IOC President Thomas Bach. (Andy Miah)

The budget-minded types (how dare they question the uplifting image of the Games?) would certainly have raised their eyebrows at the official price tag: $15.4 billion. The calibration led to other options as to where the money might have been better spent: building 300 hospitals with 300 beds each; 1,200 elementary schools. “The problem is disentangling what is Olympics cost and what is just general infrastructure spending that would have happened anyways but was sped up for the Olympics,” suggests sports economist Victor Matheson.

The bidding process itself demands that host cities and authorities will cover excess costs. “This means,” contend the authors of a study in Environment Planning, “that hosts get locked into a non-negotiable commitment to cover such increases.”

Bach, being his usual ostensibly noble self, put the case that finance was no bar to the events. “We would have canceled the Games 15 months ago,” he told The Associated Press. “Financially, it would have been the easiest solution for the IOC. But we decided at the time not to cancel the Games, not to draw on the insurance we had at the time.”

Such views should be treated with a healthy dose of stern scepticism. “For the IOC,” sports editorial writer for the Mainichi Shimbun Takiguchi Takashi points out, “what is important is not whether there are spectators in the stands, but that the games go ahead and are broadcast to the entire world.” Broadcasting rights constitute 70% of IOC revenue, characterised by such lucrative arrangements as that of NBCUniversal’s $12 billion payment for rights to broadcast all Olympic events from the 2014 Sochi Winter games to the 2032 Summer Olympics.

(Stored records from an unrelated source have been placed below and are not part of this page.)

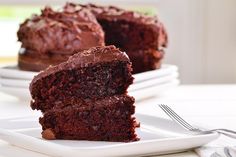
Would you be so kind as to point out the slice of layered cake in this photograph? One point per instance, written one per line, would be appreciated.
(86, 97)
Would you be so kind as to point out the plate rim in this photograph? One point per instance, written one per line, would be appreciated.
(35, 141)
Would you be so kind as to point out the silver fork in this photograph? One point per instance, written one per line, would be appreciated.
(175, 117)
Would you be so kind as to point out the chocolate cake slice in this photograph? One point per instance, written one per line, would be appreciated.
(91, 74)
(107, 119)
(86, 97)
(142, 37)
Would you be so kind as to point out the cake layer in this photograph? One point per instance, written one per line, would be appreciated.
(92, 74)
(108, 119)
(145, 60)
(127, 30)
(33, 61)
(61, 32)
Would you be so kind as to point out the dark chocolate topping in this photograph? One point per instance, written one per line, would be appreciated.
(112, 13)
(61, 32)
(84, 59)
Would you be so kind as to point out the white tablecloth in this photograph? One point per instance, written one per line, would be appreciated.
(210, 106)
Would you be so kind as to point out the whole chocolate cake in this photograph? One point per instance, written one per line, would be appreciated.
(53, 36)
(86, 97)
(140, 36)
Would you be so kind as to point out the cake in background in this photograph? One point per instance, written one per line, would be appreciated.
(50, 38)
(53, 36)
(85, 98)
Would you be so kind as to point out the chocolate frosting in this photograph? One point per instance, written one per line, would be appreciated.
(112, 13)
(61, 32)
(84, 59)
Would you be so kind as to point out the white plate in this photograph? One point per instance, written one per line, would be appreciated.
(153, 82)
(153, 90)
(158, 136)
(13, 72)
(149, 91)
(11, 82)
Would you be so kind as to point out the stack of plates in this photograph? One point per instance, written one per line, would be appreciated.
(16, 82)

The response to the Olympics by its defenders has generally been one of cultivated delusion. NBCUniversal CEO Jeff Shell was banking on it, given his network’s promise to broadcast 7,000 hours of the Tokyo games. From the moment the opening ceremony takes place, he insisted, “everybody forgets [concerns like COVID-19] and enjoys the seventeen days.”

This ploy has worked, at least in the past. Robert Baade and Matheson note the buoyancy that follows the holding of the games: in London 2012, for instance, there were those proud to be British and even happy to pay amounts “above any costs associated with actually attending any of the events.” Despite Japanese success in the medal tally, Tokyo 2020 promises a different story.